Sobre un lecho de juncos que unos criados habían extendido bajo unos árboles, se alineaban más de un centenar de aves, sobre todo palomas torcaces, pero también algunas tórtolas, faisanes y perdices.

En una playa de guijarros habían varado una barca provista de dos filas de diez remos y una amplia vela triangular en la que estaba dibujado un león rampante. A primera vista me pareció el emblema del reino de León, el que el rey don Fernando consiguiera sumar al de Castilla, pero se trataba de uno de los motivos heráldicos de los Banu Hud, el linaje árabe que gobernaba el reino de Zaragoza.

Mi señor Rodrigo y el resto de los nobles subieron a bordo de la barca, en cuya popa había un castillo sobre el que un coro de cantantes acompañados de laúdes, rabeles, chirimías y tambores recitaba casidas y canciones en cuyas estrofas se mezclaban el árabe y el idioma romance. Les sirvieron zumos de frutas y vino con miel y canela, a los que los musulmanes de al-Andalus son muy aficionados pese a la prohibición expresa contenida en su libro sagrado, y unos dulces de miel, pasas y almendras.
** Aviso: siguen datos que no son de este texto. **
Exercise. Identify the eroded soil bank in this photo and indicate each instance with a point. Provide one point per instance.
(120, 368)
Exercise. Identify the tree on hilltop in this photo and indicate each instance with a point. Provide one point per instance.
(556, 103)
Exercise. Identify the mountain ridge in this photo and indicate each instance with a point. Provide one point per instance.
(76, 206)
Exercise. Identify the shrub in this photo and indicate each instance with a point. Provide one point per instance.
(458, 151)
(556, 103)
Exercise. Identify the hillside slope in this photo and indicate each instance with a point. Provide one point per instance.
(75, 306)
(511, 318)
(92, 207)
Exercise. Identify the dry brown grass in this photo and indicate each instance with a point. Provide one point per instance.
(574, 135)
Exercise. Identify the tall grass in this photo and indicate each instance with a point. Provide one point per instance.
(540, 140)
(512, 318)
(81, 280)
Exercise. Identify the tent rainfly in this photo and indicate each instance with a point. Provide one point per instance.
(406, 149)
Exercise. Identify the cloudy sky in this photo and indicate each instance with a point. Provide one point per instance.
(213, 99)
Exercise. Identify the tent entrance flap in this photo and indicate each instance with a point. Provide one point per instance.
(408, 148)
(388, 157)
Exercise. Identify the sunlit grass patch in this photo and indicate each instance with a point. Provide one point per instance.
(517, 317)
Los escuderos y demás criados nos quedamos en la orilla, sobre la playa de guijarros, junto a la sombra de los árboles de la ribera, degustando jarabes de frutas y comiendo almendras y avellanas con miel y una gustosa semilla llamada pistacho que los árabes consumen con deleite y que importan de Oriente. Entre tanto, los cocineros preparaban unos grandes espetones donde pronto se tostarían sobre las brasas las aves que los halcones habían atrapado por la mañana. En varias cazuelas, el cocinero encargado de las salsas mezclaba especias y verduras con jugos de ave, huevos y leche para aderezar la carne de palomas y faisanes.